Penn-Co, located about an hour east of Winnipeg in Steinbach, told APTN it was aware of the eviction and criminal allegations.

Rick Penner, the company’s vice-president of Human Resources, confirmed his work crew was ordered to leave the community last week and said Penn-Co would cooperate with the investigation.

Sandy Bay Chief Trevor Prince and his councillors said in the resolution they took action after learning “workers employed by Pennco Construction and its sub trades have been accused of engaging in sexual acts with underage members of the Sandy Bay Ojibway First Nation community, which constitutes a serious violation of the rights and dignity of our community members.”

READ MORE: First Nations police investigating allegations young girl was sexually exploited

The resolution further stated the band would terminate any existing contracts with the company and report the criminal allegations to construction oversight bodies for investigation.

It would also form a task force to review and update its policies “regarding the engagement of contractors, sub trades, and outside entities who may enter its territory and … specifically focus on safeguarding the rights and protection of our community members.”

Prince did not respond to a request for comment from APTN on Wednesday. But he called the situation “troubling” in a post on his own Facebook page.

“First and foremost, I want to assure each and every one of you that the Band Council is taking these allegations extremely seriously,” the post said. “The safety and well-being of our vulnerable community members are our top priorities, and we will not tolerate any actions that jeopardize them.

“Swift action was taken to protect our community.”

One of the worker housing units in Sandy Bay Ojibway Nation. Photo: submitted

Prince confirmed a police investigation was underway and promised to keep community members informed. “Transparency is of utmost importance to us,” his post added, “and we want to ensure that the truth is discovered and justice is served.

“It is disheartening that such [alleged] incidents occur, especially considering the alarming number of Indigenous people who have been victimized and have gone missing across our nation.”

Prince did not elaborate on the crimes and disappearances he was referring to.

Manitoba First Nations Police Service has told APTN it received information about allegations of sexual offences involving a “victim, a minor.” “This investigation is fluid and ongoing,” said Insp. Jason Colon in an email. Colon noted his officers were not the ones to “escort” the workers out of the community.

Speaking out

Prince thanked community members for speaking out about the alleged offences.

“Your vigilance is truly commendable, and we encourage anyone with relevant information to come forward and assist in the investigation process,” his post said. “We are here to support you every step of the way.”

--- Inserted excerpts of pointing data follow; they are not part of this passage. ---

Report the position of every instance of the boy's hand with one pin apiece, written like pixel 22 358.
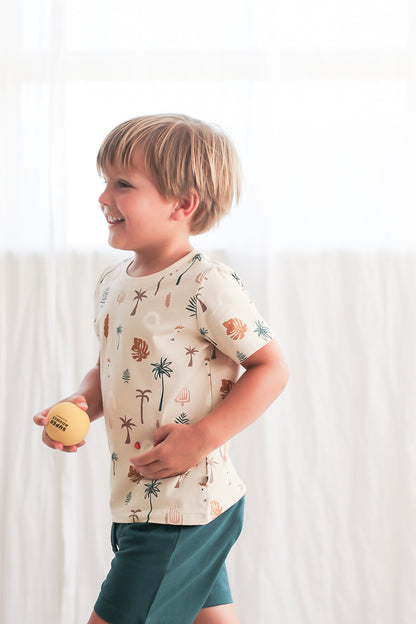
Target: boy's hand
pixel 41 419
pixel 177 448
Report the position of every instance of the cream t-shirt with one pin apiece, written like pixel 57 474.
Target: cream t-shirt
pixel 171 345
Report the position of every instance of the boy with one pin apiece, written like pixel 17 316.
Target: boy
pixel 174 328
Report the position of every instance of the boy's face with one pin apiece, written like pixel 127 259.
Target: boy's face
pixel 139 218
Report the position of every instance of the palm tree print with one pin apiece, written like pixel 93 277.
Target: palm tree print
pixel 142 395
pixel 191 307
pixel 104 296
pixel 159 371
pixel 262 330
pixel 151 489
pixel 194 259
pixel 211 463
pixel 128 425
pixel 134 516
pixel 114 458
pixel 140 295
pixel 119 329
pixel 191 351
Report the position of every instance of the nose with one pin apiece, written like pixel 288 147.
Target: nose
pixel 105 199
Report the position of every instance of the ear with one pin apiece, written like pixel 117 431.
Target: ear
pixel 186 207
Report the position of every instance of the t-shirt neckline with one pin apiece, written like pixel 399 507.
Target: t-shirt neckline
pixel 155 276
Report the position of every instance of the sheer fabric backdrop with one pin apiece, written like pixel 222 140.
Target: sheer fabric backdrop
pixel 320 99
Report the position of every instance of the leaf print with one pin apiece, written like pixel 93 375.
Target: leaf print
pixel 200 277
pixel 139 350
pixel 235 328
pixel 194 259
pixel 121 297
pixel 182 419
pixel 262 330
pixel 204 332
pixel 140 295
pixel 181 478
pixel 134 476
pixel 226 386
pixel 106 324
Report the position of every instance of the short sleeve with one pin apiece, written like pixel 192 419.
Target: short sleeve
pixel 227 317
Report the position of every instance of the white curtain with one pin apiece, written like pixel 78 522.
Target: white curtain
pixel 320 99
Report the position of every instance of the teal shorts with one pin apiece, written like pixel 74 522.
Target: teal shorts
pixel 164 574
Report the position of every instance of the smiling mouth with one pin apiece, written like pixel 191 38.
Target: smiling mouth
pixel 114 220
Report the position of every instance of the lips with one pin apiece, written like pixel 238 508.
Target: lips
pixel 113 220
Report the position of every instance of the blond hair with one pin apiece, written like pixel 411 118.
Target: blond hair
pixel 181 154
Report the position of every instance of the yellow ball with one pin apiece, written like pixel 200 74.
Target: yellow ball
pixel 68 423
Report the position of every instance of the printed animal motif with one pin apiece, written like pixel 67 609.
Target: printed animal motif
pixel 235 328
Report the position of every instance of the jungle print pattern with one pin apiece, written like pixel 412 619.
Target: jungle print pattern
pixel 171 345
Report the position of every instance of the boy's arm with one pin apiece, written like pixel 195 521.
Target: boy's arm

The band council resolution said support services like counselling would be made available to “any community members who may have been impacted by the alleged incidents, ensuring their well-being, safety, and access to justice.”

It further asked community members to report anything suspicious. “We assure you that your safety and confidentiality will be respected throughout the process,” it said.

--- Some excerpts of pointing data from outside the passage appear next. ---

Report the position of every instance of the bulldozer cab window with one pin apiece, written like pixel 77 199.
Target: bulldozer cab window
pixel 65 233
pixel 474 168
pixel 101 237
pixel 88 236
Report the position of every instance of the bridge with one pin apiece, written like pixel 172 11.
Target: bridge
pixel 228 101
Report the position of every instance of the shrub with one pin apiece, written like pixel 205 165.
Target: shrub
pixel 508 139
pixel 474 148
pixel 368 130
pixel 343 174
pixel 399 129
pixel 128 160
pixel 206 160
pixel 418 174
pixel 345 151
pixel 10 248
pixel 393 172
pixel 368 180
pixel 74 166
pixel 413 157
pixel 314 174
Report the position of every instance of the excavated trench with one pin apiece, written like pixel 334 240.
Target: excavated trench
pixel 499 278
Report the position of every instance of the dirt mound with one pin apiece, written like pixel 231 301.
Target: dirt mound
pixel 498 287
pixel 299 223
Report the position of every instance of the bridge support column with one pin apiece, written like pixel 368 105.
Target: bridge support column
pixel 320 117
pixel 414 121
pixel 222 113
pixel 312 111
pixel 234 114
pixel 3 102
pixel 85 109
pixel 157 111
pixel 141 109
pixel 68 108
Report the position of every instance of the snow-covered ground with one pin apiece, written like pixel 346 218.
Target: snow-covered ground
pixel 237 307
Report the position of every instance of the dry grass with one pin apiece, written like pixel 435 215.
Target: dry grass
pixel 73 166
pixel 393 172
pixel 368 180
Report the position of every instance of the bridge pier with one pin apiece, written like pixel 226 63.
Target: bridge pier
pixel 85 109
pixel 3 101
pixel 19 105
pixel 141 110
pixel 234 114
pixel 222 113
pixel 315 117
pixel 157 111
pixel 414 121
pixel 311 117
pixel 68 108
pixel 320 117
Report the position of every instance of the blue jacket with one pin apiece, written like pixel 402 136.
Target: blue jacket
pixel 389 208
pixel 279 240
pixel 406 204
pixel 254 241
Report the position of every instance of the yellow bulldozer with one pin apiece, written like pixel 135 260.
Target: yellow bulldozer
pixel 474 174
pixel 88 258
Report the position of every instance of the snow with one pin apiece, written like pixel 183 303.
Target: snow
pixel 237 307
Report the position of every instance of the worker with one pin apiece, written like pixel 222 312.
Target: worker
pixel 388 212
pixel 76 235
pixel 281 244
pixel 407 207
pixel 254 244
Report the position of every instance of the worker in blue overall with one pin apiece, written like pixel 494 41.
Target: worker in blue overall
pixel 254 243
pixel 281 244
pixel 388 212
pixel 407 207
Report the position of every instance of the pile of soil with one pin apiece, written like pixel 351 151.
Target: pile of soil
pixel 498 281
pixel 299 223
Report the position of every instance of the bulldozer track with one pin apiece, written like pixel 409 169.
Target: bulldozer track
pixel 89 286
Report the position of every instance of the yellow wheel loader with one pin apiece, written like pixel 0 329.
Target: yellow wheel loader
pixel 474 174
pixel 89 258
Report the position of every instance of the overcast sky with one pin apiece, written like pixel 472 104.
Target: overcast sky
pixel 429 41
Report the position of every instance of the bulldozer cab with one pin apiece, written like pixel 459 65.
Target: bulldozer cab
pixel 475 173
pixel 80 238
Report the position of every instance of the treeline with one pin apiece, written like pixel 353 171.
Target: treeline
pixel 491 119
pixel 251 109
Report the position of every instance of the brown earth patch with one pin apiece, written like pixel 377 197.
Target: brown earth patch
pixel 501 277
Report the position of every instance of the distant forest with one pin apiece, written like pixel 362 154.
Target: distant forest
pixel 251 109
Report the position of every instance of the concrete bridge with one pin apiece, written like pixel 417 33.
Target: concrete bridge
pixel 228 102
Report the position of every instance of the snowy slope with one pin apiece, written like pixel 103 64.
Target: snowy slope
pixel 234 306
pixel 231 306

The resolution does suggest there may be additional victims.

ICE Unit

Alaya McIvor, a member of the community and a sex-trafficking survivor, told APTN the Internet Child Exploitation or ICE Unit of Manitoba RCMP has been asked to assist with the investigation.

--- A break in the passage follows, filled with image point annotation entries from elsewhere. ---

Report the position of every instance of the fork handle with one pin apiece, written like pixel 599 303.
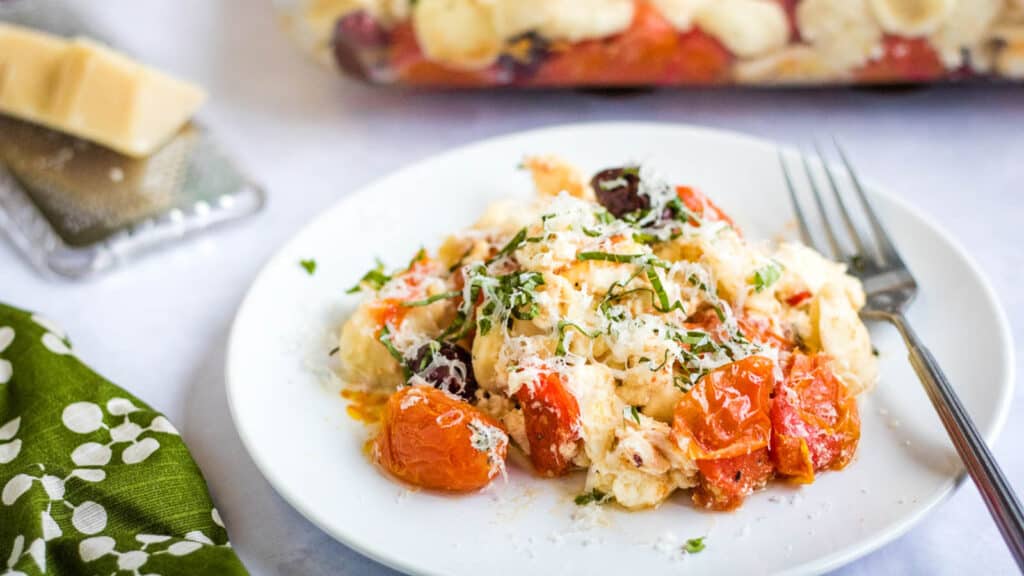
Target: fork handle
pixel 994 488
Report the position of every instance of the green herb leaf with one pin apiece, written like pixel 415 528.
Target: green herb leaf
pixel 644 238
pixel 765 277
pixel 694 545
pixel 431 299
pixel 595 496
pixel 604 216
pixel 609 257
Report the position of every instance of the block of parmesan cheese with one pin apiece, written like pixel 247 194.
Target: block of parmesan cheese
pixel 82 88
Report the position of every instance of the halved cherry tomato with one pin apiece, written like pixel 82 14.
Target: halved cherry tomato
pixel 699 59
pixel 726 413
pixel 438 442
pixel 903 59
pixel 759 329
pixel 799 298
pixel 639 55
pixel 415 69
pixel 815 422
pixel 700 205
pixel 726 482
pixel 389 312
pixel 553 429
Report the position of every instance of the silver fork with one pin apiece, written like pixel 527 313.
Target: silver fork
pixel 890 288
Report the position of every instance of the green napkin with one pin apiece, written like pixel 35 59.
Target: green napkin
pixel 92 481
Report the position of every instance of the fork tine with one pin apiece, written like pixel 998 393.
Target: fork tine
pixel 886 248
pixel 855 233
pixel 826 221
pixel 805 232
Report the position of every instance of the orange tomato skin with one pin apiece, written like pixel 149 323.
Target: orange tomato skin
pixel 699 59
pixel 414 68
pixel 903 60
pixel 641 54
pixel 759 329
pixel 390 312
pixel 698 203
pixel 552 418
pixel 426 440
pixel 725 483
pixel 727 412
pixel 815 421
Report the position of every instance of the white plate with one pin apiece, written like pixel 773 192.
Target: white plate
pixel 293 422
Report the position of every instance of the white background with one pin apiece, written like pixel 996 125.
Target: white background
pixel 159 327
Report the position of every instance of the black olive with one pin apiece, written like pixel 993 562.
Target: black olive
pixel 523 55
pixel 445 375
pixel 356 37
pixel 619 191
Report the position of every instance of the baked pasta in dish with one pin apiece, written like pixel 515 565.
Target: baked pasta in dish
pixel 664 42
pixel 619 326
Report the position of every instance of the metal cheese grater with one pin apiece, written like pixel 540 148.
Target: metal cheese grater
pixel 76 208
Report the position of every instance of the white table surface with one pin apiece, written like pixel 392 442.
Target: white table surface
pixel 159 327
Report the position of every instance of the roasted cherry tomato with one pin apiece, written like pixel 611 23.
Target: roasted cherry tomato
pixel 727 412
pixel 799 298
pixel 390 312
pixel 553 429
pixel 354 34
pixel 759 329
pixel 815 422
pixel 725 483
pixel 415 69
pixel 700 205
pixel 903 60
pixel 642 52
pixel 435 441
pixel 699 58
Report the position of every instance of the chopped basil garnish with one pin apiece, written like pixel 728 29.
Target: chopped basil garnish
pixel 765 277
pixel 505 297
pixel 432 299
pixel 694 545
pixel 595 496
pixel 609 257
pixel 604 216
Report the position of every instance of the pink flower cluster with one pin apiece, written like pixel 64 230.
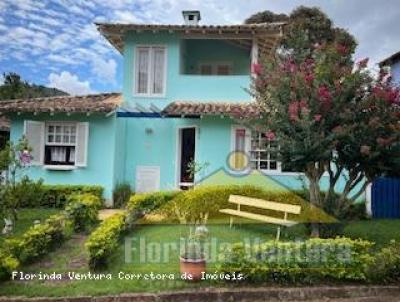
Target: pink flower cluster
pixel 296 107
pixel 325 97
pixel 256 69
pixel 390 94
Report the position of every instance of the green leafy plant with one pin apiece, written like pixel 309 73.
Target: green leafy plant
pixel 40 239
pixel 205 202
pixel 328 113
pixel 83 210
pixel 8 263
pixel 58 195
pixel 386 267
pixel 103 241
pixel 141 204
pixel 300 262
pixel 121 194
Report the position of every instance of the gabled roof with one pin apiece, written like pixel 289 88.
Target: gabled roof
pixel 197 109
pixel 390 60
pixel 104 102
pixel 266 33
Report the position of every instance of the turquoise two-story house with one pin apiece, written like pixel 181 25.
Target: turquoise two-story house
pixel 185 93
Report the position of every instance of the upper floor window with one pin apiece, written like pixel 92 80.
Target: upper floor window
pixel 150 70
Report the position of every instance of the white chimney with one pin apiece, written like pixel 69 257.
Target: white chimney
pixel 191 17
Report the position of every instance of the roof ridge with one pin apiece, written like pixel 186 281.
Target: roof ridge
pixel 55 97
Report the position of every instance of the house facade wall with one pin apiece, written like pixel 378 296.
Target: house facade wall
pixel 395 71
pixel 101 158
pixel 181 86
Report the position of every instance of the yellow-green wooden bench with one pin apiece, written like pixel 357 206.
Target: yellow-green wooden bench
pixel 283 208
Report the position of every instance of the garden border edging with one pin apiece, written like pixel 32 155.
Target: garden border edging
pixel 379 293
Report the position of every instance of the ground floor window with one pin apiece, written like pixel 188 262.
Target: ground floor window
pixel 261 152
pixel 60 144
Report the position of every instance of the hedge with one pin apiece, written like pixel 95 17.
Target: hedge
pixel 104 240
pixel 83 210
pixel 386 266
pixel 141 204
pixel 8 263
pixel 300 262
pixel 40 239
pixel 58 195
pixel 192 204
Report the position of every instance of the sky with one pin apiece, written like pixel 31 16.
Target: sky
pixel 55 43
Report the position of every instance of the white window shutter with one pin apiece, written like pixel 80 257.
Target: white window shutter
pixel 82 142
pixel 34 133
pixel 248 141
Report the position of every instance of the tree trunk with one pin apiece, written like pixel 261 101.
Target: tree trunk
pixel 315 199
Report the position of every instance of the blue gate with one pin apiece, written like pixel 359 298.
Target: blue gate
pixel 386 198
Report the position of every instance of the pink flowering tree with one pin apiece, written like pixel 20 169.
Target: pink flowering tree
pixel 328 113
pixel 14 158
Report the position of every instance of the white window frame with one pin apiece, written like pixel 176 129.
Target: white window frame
pixel 258 159
pixel 55 144
pixel 278 171
pixel 150 68
pixel 214 67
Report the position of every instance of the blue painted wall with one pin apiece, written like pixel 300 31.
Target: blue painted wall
pixel 395 71
pixel 196 51
pixel 101 151
pixel 181 86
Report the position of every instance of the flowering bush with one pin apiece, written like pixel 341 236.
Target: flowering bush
pixel 328 113
pixel 300 262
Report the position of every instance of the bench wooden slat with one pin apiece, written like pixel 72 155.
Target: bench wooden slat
pixel 259 217
pixel 264 204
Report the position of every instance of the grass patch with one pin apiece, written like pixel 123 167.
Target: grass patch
pixel 72 257
pixel 26 218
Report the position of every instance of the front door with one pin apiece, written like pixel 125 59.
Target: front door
pixel 187 153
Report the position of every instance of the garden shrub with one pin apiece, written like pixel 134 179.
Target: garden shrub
pixel 83 210
pixel 193 204
pixel 58 195
pixel 8 263
pixel 25 193
pixel 300 262
pixel 121 195
pixel 40 239
pixel 386 267
pixel 141 204
pixel 103 241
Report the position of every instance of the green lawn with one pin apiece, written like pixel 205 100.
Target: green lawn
pixel 162 256
pixel 26 217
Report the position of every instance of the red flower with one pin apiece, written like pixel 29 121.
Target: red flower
pixel 309 78
pixel 325 97
pixel 289 66
pixel 363 63
pixel 317 117
pixel 270 135
pixel 365 150
pixel 341 49
pixel 256 69
pixel 294 111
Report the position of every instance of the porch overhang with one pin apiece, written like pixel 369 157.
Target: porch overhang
pixel 200 109
pixel 265 35
pixel 94 103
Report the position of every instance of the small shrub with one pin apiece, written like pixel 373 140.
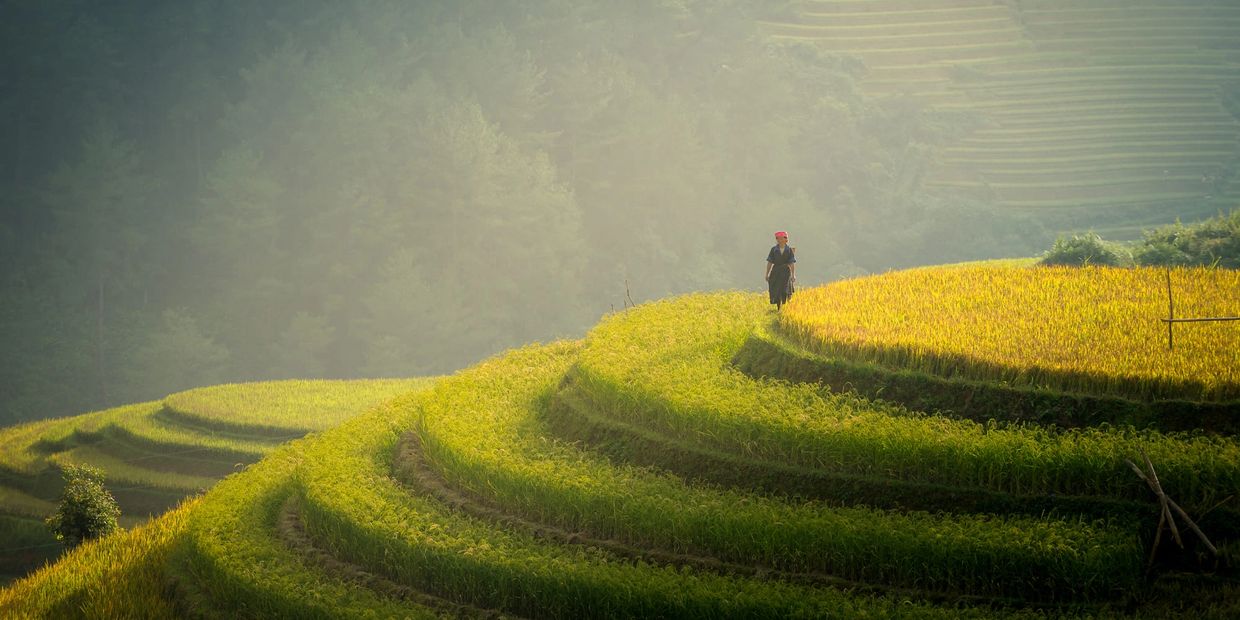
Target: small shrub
pixel 1086 249
pixel 87 509
pixel 1212 243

However, Manitoba RCMP did not respond when asked for confirmation by APTN.

McIvor said the workers lived in a handful of five-bedroom homes and ate meals prepared and served in the community. She said each bedroom housed one worker. “The reserve let them go from their employment and escorted them off the reserve after supporting and housing them,” McIvor said.

“My understanding is they were hand-delivered their BCR [band council resolution] and then shortly after escorted out and off the community.”

Indigenous Services Canada, which provides funding and guidance for the construction of water treatment plants on First Nations, has yet to provide information on the treatment plant construction project to APTN.